2022-08-25, 12:45–12:50 (Europe/Rome), Room 9
In many countries, access to schooling is one of the key measures of performance of the education system. It is not always known how long learners walk to school, even if the buffer distance is set by policy. GISPO teamed up with the UNESCO International Institute of Educational Planning (IIEP) to study the problem.
The result is a new QGIS plugin (“Catchment”) which allows easily calculating catchment areas based on travel time (isochrones), for all schools across a whole territory. The plugin uses the open source Graphhopper routing server and OpenStreetMap data across the globe. This allows us to easily find out how many people live e.g. 15, 30 or 60 minutes away from education in different parts of a country.
Further, the development of the plugin triggered a campaign of local OpenStreetMap mapping in Madagascar, which was one of the first countries to pilot the plugin. Having more roads mapped on OpenStreetMap has an impact far beyond educational planning.

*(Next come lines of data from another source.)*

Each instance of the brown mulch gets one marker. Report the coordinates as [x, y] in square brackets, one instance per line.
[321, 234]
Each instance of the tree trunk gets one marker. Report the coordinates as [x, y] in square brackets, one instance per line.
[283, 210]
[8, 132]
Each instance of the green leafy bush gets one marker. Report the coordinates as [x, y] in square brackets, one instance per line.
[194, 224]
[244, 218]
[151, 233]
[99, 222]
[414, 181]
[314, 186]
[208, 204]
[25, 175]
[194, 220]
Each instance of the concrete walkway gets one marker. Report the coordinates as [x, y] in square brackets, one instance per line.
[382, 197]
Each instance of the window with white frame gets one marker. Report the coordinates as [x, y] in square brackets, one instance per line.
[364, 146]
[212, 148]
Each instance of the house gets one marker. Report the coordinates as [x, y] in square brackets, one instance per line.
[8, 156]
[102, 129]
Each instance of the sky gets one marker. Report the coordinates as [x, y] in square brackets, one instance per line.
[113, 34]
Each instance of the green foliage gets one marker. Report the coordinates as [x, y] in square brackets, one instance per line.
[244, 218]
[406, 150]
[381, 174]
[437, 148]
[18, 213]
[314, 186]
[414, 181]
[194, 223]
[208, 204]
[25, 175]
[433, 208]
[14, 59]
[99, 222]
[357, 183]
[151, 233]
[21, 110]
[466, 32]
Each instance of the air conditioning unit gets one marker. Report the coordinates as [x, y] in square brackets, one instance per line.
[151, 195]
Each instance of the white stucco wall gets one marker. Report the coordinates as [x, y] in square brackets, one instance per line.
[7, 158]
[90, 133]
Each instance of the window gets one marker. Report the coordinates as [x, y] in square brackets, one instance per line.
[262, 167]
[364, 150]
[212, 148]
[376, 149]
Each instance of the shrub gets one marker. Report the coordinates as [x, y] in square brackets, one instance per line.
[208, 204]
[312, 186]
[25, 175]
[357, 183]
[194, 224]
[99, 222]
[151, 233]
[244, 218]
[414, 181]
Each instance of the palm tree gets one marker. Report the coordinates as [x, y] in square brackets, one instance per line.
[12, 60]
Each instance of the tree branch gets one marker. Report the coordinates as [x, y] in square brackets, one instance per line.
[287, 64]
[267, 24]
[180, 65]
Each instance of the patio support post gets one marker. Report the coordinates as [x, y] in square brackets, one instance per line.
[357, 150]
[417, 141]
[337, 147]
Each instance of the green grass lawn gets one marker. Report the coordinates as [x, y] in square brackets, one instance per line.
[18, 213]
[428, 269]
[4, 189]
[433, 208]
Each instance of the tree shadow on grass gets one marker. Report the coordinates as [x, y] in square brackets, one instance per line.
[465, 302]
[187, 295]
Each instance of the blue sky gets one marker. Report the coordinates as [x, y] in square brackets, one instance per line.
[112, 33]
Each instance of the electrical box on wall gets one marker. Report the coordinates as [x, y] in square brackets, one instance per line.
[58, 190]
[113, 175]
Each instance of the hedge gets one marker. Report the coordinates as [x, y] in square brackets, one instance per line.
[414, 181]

Naturally, the same plugin may also be used for calculating all kinds of service catchment areas in QGIS; it was also employed to e.g. calculate access to rail transit across Helsinki metropolitan region.
Riku is a software developer with physicist (PhD) background and an avid interest in open data, open source software, all manner of maps, urban development and location analysis. His favorite projects include Python, databases, backend, APIs and data analysis, but he is interested in all things GIS.
I am a Demographer, and I lead the geospatial data work at UNESCO's International Institute for Educational Planning. All the tools and methodologies that we design are based exclusively on FOSS, use only open access data and literature, so that everyone can replicate (we get CodeCheck'ed!)